If I were you, and looking to buy a Mac, I’d make sure you do so before the end of the 1999. There could be a serious shortage of Macintosh products after the first of the year 2000.
People will finally realize that Microsoft is not a company they want to do continue doing business with.
Just imagine walking into CompUSA on January 3rd and finding the shelves emptied of Macintosh computers. Not due to the usual poor ordering this time, but because they sold them all to the ravenous hordes of fed up PC users swinging over to the Mac. (Just imagine the looks on the faces of the dedicated Apple staff. Exhausted, frazzled, and the complete envy of their bored PC counterparts on the “dark side” of the store.)
This brings me back to the question that was on my mind at the beginning of this column.
Will Apple be ready for the Y2K crunch?
(Now do you see why I’ve been pondering this?)
In anticipation of the problems, will they have enough systems to meet the demand? Can they forecast what may come? Will CompUSA, Best Buy, Sears, and others be ready for the hordes of people that will walk in and want a Mac? Just how high will Apple’s overall market share get? 10%? 15%? 20%? HIGHER!?

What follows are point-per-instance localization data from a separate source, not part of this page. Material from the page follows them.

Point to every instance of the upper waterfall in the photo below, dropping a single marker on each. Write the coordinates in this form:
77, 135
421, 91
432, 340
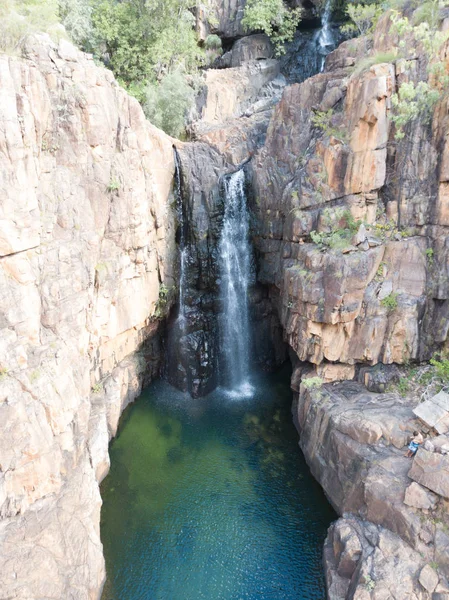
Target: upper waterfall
325, 37
235, 274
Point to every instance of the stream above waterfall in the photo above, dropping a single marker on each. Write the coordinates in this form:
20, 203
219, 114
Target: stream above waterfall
211, 499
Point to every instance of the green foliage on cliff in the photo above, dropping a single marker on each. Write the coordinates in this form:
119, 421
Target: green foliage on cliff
390, 302
420, 32
417, 100
441, 364
274, 18
167, 103
363, 18
141, 41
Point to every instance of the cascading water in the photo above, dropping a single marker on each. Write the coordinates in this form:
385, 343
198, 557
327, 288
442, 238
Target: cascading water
325, 40
235, 275
183, 250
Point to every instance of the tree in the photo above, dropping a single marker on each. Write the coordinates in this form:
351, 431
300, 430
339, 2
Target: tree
144, 40
363, 16
167, 103
274, 18
76, 16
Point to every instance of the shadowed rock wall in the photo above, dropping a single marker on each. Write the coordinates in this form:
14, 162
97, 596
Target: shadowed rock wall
86, 238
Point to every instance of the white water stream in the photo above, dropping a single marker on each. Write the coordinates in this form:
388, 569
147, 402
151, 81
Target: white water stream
325, 40
235, 275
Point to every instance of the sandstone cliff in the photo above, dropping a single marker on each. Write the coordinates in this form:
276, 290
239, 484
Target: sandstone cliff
86, 240
307, 177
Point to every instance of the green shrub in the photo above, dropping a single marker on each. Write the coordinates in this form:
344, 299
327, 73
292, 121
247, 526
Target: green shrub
274, 18
76, 16
403, 386
412, 101
441, 364
161, 305
390, 302
212, 42
168, 103
311, 383
363, 18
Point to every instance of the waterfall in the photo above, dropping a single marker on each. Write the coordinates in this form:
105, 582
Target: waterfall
235, 277
183, 250
325, 39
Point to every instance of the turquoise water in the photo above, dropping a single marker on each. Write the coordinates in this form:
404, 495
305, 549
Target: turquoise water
211, 499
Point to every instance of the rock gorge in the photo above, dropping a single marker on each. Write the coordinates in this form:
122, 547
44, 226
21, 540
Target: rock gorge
88, 254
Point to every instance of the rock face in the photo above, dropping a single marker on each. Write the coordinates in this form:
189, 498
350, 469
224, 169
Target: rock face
372, 298
392, 529
85, 242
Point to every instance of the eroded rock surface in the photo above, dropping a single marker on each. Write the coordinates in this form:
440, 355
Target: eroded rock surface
86, 239
372, 296
392, 539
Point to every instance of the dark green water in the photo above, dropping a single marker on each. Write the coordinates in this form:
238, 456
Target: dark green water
211, 499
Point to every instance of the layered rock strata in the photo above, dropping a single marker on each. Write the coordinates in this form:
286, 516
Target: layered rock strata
86, 240
393, 538
330, 160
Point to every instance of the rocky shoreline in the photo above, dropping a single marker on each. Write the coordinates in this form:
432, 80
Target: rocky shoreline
88, 252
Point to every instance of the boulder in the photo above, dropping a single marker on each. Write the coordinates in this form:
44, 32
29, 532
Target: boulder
418, 497
432, 471
428, 578
250, 48
435, 412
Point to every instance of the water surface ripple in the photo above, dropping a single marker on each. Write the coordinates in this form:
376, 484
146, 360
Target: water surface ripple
211, 499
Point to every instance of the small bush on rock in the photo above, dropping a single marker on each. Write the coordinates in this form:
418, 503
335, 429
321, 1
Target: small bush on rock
168, 103
311, 383
390, 302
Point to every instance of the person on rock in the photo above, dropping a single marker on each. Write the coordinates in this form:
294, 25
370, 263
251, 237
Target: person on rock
415, 443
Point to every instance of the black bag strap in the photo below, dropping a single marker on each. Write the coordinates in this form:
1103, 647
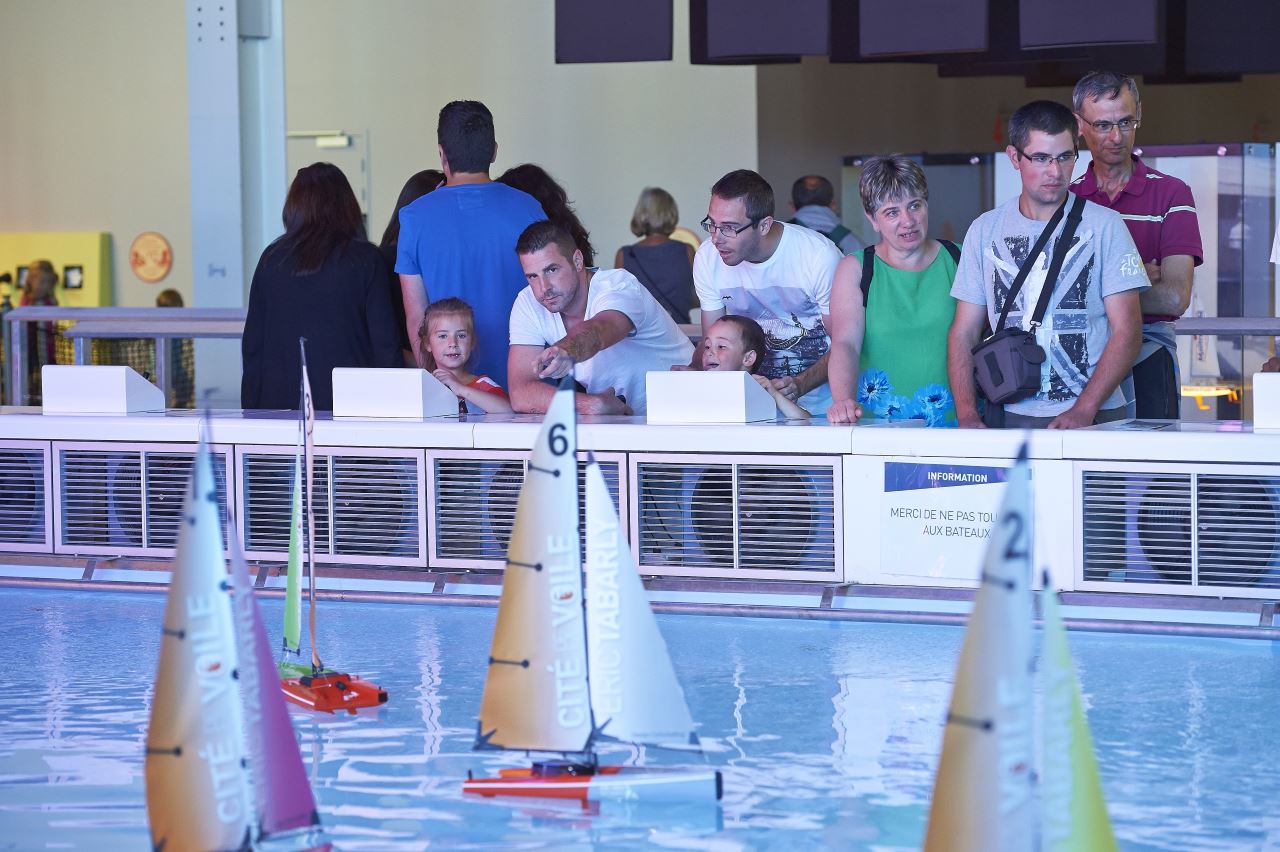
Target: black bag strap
1055, 264
647, 279
869, 265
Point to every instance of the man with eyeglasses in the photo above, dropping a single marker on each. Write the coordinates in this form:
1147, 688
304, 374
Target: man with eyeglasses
772, 273
1092, 329
1160, 213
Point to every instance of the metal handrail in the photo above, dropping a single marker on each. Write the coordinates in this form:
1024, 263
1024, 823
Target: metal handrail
158, 324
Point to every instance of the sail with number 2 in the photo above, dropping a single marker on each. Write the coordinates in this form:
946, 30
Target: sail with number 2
566, 672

Will the “Small Business” version of the iMac be on display for all the businesses needing a computer that works right now!?
If Apple is smart, they might even have a special promotion. I can see the stickers plastered on the boxes:
“This Macintosh is 100% Microsoft Windows FREE!”
They’d make a fortune on those bundles!
Will there be a shortage of all things Mac? Will Apple be ready for the Y2K crunch? Will Microsoft survive? How high will Apple’s market share rise? For the answer to these and many more questions, tune in after January 1st. And be glad you have a Mac. Be very glad.